Key Takeaways
- Marvell shares have climbed approximately 60% in 2025, recently reaching a record high of $138.19.
- Oppenheimer’s Rick Schafer designated MRVL as a premier semiconductor investment with a $170 price objective.
- Fourth quarter FY2026 sales totaled $2.22 billion, representing 22% annual growth and exceeding projections.
- Nvidia’s $2 billion preferred stock investment has dramatically boosted market confidence.
- Company executives project FY2027 sales nearing $11 billion, with ambitious plans to reach $15 billion by FY2028.
Marvell Technology (MRVL) stock achieved unprecedented highs this week, concluding a remarkable year-to-date surge of approximately 60% fueled by exceptional quarterly performance, a significant Nvidia collaboration, and increasing analyst confidence in its artificial intelligence infrastructure operations.
Marvell Technology, Inc., MRVL
Shares peaked at $138.19, marking the 52-week zenith, as market participants increasingly recognized the company’s strategic evolution — a decisive pivot toward customized AI semiconductors and advanced optical networking solutions.
Oppenheimer’s Rick Schafer amplified the bullish sentiment this week by highlighting MRVL among his premier semiconductor selections for earnings season. His price objective stands at $170, suggesting approximately 25% appreciation from Friday’s closing level near $134.
Schafer’s valuation model applies roughly 24 times the projected 2027 earnings per share. While the multiple appears elevated, he contends the premium reflects Marvell’s strategic advantage in optical networking infrastructure and crucial design collaborations with Amazon Web Services and Microsoft.
“Strategic partnerships with AWS and Microsoft remain on schedule,” Schafer noted in his research commentary. He also highlighted Marvell’s strategic acquisitions of Celestial AI and XConn as positioning moves that establish the foundation for expanded networking capabilities.
Broadcom (AVGO) received similar endorsement in Schafer’s analysis as a preferred investment, climbing 28% during the past month. However, Marvell’s extraordinary 52% appreciation over the identical timeframe has captured exceptional market attention.
Fourth Quarter Performance Establishes Momentum
The primary driver behind this sustained rally traces to March 5, when Marvell released its fourth quarter FY2026 financial results. Total revenue reached $2.22 billion, marking 22% year-over-year expansion and marginally exceeding the $2.20 billion consensus estimate.
Non-GAAP diluted earnings per share achieved $0.80, substantially surpassing the $0.71 analyst projection. Annual revenue totaled $8.195 billion.
The data center division powered these outcomes, currently representing 74% of consolidated company revenue. Custom processor sales doubled compared to the prior year, while demand for 800G optical interconnect technology remained robust.
Chief Executive Matt Murphy indicated bookings are “growing at unprecedented levels” as enterprises transition to AI-optimized infrastructure. Marvell intends to initiate over 20 new custom AI semiconductor programs during the current fiscal period.
Nvidia Partnership Transforms Market Sentiment
Regarding market dynamics, the Nvidia arrangement arguably represents the most consequential development this year.
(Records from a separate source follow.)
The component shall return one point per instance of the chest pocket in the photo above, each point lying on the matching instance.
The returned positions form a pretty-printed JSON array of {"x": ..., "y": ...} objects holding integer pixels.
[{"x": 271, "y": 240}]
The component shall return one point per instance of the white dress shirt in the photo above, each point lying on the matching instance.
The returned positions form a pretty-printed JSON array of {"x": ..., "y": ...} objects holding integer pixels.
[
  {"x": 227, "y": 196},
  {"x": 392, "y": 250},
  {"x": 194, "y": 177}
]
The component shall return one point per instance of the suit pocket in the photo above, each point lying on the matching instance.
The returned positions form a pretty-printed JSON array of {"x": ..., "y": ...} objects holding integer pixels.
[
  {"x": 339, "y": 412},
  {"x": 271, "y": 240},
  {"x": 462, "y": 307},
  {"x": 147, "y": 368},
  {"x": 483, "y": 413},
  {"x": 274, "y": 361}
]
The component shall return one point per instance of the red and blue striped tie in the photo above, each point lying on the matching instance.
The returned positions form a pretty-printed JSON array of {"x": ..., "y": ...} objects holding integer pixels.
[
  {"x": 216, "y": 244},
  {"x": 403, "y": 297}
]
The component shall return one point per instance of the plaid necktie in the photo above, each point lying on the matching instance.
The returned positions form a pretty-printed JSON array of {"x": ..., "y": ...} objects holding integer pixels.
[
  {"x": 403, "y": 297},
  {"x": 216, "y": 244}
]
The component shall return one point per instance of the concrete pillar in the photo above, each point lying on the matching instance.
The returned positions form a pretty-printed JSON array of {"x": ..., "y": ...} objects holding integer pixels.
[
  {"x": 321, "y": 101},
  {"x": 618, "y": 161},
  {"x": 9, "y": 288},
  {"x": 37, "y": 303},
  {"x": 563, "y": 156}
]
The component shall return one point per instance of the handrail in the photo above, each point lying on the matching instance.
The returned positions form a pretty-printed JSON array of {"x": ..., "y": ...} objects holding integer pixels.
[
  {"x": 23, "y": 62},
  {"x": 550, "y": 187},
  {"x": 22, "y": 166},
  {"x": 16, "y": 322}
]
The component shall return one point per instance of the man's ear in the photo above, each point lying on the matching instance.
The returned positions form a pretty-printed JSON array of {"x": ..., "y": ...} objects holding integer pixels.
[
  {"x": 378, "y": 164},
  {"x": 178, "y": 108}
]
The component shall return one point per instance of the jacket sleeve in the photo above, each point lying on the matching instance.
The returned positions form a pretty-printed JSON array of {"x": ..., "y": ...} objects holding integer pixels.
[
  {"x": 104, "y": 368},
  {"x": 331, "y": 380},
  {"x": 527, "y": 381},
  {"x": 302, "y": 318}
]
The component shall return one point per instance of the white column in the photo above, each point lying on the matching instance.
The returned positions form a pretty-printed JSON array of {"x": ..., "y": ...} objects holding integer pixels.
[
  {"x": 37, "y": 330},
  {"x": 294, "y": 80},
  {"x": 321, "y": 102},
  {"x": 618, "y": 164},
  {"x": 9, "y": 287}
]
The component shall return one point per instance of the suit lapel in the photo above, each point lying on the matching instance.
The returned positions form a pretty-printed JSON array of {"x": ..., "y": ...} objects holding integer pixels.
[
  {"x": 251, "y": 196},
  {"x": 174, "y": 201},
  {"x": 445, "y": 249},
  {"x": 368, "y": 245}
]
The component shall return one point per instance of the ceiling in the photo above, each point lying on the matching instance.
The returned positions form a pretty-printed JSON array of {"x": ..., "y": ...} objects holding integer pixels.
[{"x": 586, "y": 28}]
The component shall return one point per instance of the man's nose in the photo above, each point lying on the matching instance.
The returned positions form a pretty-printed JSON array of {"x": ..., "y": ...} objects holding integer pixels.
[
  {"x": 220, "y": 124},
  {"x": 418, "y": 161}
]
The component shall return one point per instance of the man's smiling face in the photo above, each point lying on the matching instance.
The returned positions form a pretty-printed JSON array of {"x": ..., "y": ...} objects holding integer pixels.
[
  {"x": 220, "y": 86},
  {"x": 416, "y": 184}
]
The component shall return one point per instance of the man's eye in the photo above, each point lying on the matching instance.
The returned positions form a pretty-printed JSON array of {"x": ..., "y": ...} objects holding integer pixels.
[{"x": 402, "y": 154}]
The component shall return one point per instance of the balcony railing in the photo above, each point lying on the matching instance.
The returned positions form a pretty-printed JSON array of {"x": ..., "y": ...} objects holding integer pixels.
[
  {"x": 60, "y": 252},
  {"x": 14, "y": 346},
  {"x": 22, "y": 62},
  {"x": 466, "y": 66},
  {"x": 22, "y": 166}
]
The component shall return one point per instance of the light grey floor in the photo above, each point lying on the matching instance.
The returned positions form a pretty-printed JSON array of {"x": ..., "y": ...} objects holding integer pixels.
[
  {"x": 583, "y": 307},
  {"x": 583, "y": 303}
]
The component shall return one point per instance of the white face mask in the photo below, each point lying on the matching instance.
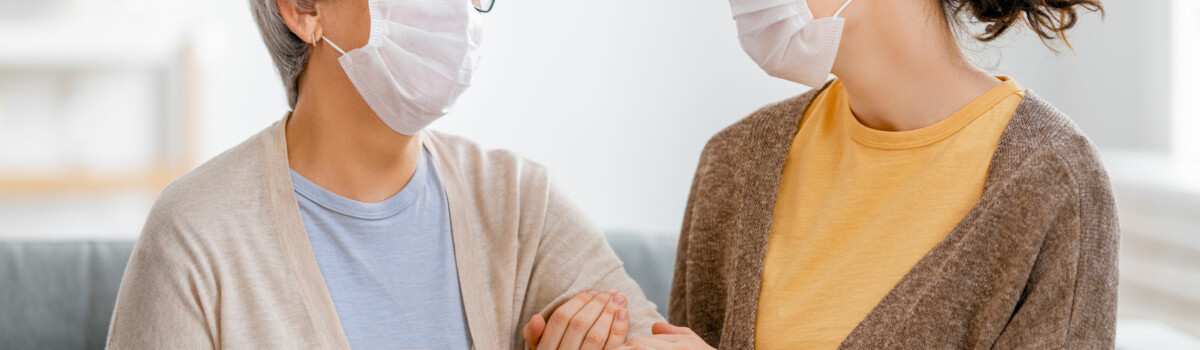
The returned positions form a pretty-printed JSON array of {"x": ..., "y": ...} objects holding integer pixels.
[
  {"x": 784, "y": 38},
  {"x": 420, "y": 58}
]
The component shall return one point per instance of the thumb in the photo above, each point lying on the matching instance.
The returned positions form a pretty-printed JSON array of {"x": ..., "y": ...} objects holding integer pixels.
[
  {"x": 667, "y": 329},
  {"x": 533, "y": 330}
]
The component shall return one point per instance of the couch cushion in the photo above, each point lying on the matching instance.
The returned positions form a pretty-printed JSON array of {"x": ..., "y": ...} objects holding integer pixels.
[{"x": 59, "y": 295}]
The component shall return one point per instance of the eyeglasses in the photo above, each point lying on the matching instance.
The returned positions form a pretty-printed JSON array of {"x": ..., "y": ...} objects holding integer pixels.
[{"x": 484, "y": 6}]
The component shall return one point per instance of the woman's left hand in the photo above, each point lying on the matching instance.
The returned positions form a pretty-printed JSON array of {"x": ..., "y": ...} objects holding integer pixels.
[{"x": 667, "y": 337}]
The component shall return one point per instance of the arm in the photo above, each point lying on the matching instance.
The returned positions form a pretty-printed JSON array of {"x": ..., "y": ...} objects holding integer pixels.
[
  {"x": 1072, "y": 296},
  {"x": 159, "y": 303},
  {"x": 573, "y": 258}
]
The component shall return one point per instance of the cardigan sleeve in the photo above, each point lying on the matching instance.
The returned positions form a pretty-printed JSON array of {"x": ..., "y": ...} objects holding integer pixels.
[
  {"x": 1071, "y": 299},
  {"x": 574, "y": 257},
  {"x": 159, "y": 303},
  {"x": 678, "y": 301}
]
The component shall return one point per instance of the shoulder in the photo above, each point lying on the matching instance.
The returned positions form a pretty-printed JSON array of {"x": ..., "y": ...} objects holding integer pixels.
[
  {"x": 763, "y": 128},
  {"x": 228, "y": 187},
  {"x": 1045, "y": 142},
  {"x": 481, "y": 166}
]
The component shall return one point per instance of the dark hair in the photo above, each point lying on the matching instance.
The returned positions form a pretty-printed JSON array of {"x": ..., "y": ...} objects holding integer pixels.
[{"x": 1048, "y": 18}]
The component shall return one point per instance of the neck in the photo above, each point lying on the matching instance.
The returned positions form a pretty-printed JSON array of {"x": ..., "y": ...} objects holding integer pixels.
[
  {"x": 900, "y": 76},
  {"x": 339, "y": 143}
]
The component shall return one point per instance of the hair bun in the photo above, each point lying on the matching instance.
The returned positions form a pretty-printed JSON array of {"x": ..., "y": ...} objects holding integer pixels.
[{"x": 1048, "y": 18}]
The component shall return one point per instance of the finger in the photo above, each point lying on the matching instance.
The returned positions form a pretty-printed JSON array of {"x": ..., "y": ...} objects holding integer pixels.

Nvidia committed $2 billion to Marvell through preferred equity to incorporate Marvell’s specialized networking technologies into its comprehensive “AI factory” platforms.
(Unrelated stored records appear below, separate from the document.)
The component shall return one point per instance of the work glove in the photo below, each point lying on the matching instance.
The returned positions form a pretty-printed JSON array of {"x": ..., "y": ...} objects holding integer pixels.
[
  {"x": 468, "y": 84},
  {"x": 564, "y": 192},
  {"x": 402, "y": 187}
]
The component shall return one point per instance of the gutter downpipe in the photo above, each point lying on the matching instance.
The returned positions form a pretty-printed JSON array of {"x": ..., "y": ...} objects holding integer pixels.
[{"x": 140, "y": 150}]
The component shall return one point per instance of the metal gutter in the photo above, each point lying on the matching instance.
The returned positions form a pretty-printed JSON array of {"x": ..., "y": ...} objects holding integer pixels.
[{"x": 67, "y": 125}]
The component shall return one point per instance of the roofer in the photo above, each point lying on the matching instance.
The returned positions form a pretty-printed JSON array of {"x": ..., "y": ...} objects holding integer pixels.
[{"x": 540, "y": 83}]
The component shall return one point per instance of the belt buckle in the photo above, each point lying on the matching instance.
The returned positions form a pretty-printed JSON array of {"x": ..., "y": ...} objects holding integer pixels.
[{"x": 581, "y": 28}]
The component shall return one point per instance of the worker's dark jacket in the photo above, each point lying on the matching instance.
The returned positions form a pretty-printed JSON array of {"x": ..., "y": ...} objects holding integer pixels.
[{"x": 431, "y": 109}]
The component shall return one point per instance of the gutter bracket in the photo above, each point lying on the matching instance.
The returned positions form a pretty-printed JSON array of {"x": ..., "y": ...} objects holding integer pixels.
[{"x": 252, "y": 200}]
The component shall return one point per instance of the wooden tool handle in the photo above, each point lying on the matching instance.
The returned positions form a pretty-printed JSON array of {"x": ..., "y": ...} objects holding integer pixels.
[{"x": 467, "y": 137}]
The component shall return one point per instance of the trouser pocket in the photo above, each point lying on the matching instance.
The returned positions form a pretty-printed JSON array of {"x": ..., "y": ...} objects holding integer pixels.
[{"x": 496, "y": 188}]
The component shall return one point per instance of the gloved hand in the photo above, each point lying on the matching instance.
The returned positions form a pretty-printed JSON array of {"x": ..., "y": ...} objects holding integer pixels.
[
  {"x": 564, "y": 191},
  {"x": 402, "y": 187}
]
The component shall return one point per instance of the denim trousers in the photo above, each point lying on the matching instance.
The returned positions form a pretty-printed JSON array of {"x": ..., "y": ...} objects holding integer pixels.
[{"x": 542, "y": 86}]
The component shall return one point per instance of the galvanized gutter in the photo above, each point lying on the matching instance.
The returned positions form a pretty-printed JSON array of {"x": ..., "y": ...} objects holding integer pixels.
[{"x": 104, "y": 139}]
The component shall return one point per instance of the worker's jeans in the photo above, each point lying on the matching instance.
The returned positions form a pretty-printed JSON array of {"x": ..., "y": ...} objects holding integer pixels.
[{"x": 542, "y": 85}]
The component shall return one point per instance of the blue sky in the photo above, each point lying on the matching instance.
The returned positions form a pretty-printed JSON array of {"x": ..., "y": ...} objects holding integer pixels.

This endorsement from the preeminent AI semiconductor company delivered unmistakable validation to institutional investors regarding Marvell’s position within the expanding AI value chain.
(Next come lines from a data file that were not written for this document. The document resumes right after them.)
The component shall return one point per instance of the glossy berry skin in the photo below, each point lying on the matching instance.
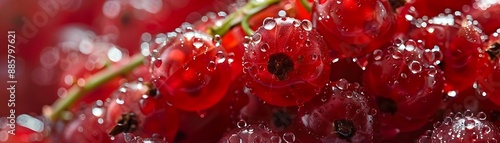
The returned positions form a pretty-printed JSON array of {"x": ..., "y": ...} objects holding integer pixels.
[
  {"x": 462, "y": 45},
  {"x": 137, "y": 108},
  {"x": 210, "y": 125},
  {"x": 341, "y": 114},
  {"x": 406, "y": 85},
  {"x": 486, "y": 12},
  {"x": 87, "y": 126},
  {"x": 354, "y": 28},
  {"x": 286, "y": 62},
  {"x": 190, "y": 69},
  {"x": 490, "y": 83},
  {"x": 251, "y": 134},
  {"x": 463, "y": 127}
]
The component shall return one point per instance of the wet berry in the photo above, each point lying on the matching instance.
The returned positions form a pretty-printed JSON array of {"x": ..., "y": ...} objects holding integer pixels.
[
  {"x": 463, "y": 127},
  {"x": 402, "y": 79},
  {"x": 351, "y": 35},
  {"x": 286, "y": 62},
  {"x": 342, "y": 113},
  {"x": 190, "y": 69}
]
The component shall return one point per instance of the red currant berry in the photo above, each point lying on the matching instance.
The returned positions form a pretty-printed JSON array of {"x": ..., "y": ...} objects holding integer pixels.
[
  {"x": 210, "y": 125},
  {"x": 252, "y": 134},
  {"x": 190, "y": 69},
  {"x": 490, "y": 83},
  {"x": 461, "y": 43},
  {"x": 139, "y": 109},
  {"x": 24, "y": 128},
  {"x": 342, "y": 113},
  {"x": 351, "y": 35},
  {"x": 87, "y": 125},
  {"x": 402, "y": 81},
  {"x": 463, "y": 127},
  {"x": 286, "y": 62},
  {"x": 486, "y": 12}
]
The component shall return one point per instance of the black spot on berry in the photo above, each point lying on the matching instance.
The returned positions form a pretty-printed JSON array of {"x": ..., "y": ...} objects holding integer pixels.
[
  {"x": 395, "y": 4},
  {"x": 345, "y": 129},
  {"x": 494, "y": 51},
  {"x": 280, "y": 65},
  {"x": 128, "y": 123},
  {"x": 387, "y": 105}
]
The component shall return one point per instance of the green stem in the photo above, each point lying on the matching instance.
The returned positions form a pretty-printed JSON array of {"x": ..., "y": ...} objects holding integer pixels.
[
  {"x": 306, "y": 5},
  {"x": 251, "y": 8},
  {"x": 96, "y": 80},
  {"x": 246, "y": 27}
]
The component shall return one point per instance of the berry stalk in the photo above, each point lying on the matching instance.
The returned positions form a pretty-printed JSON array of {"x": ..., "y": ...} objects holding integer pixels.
[
  {"x": 251, "y": 8},
  {"x": 76, "y": 92}
]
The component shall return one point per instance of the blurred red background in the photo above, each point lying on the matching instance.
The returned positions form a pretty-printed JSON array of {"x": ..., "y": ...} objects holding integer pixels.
[{"x": 38, "y": 25}]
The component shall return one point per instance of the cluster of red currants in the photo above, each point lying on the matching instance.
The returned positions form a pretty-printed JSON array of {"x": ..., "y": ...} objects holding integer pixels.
[{"x": 272, "y": 71}]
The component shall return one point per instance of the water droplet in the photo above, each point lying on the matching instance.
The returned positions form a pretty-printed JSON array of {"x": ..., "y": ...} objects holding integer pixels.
[
  {"x": 377, "y": 54},
  {"x": 481, "y": 116},
  {"x": 415, "y": 67},
  {"x": 217, "y": 40},
  {"x": 403, "y": 75},
  {"x": 97, "y": 112},
  {"x": 264, "y": 47},
  {"x": 275, "y": 139},
  {"x": 256, "y": 38},
  {"x": 211, "y": 66},
  {"x": 221, "y": 57},
  {"x": 234, "y": 139},
  {"x": 306, "y": 25},
  {"x": 314, "y": 57},
  {"x": 197, "y": 42},
  {"x": 342, "y": 84},
  {"x": 241, "y": 124},
  {"x": 296, "y": 23},
  {"x": 289, "y": 137},
  {"x": 468, "y": 113},
  {"x": 470, "y": 124},
  {"x": 157, "y": 62},
  {"x": 269, "y": 23}
]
Executives have projected Q1 FY2027 revenue at approximately $2.4 billion, with non-GAAP EPS anticipated between $0.74 and $0.84. Full-year FY2027 revenue is forecast to approach $11 billion.
The extended-term objective targets $15 billion in annual revenue by fiscal year 2028.
Notwithstanding the substantial appreciation, MRVL maintains a consensus “Strong Buy” recommendation from Wall Street analysts — comprising 27 “Strong Buy” and three “Moderate Buy” assessments. The average price target of $124.68 currently trails the prevailing stock price, primarily because analytical models have lagged the equity’s rapid advancement.
Schafer’s $170 projection ranks among the more optimistic Street perspectives, and as of Friday’s premarket session, shares traded around $134.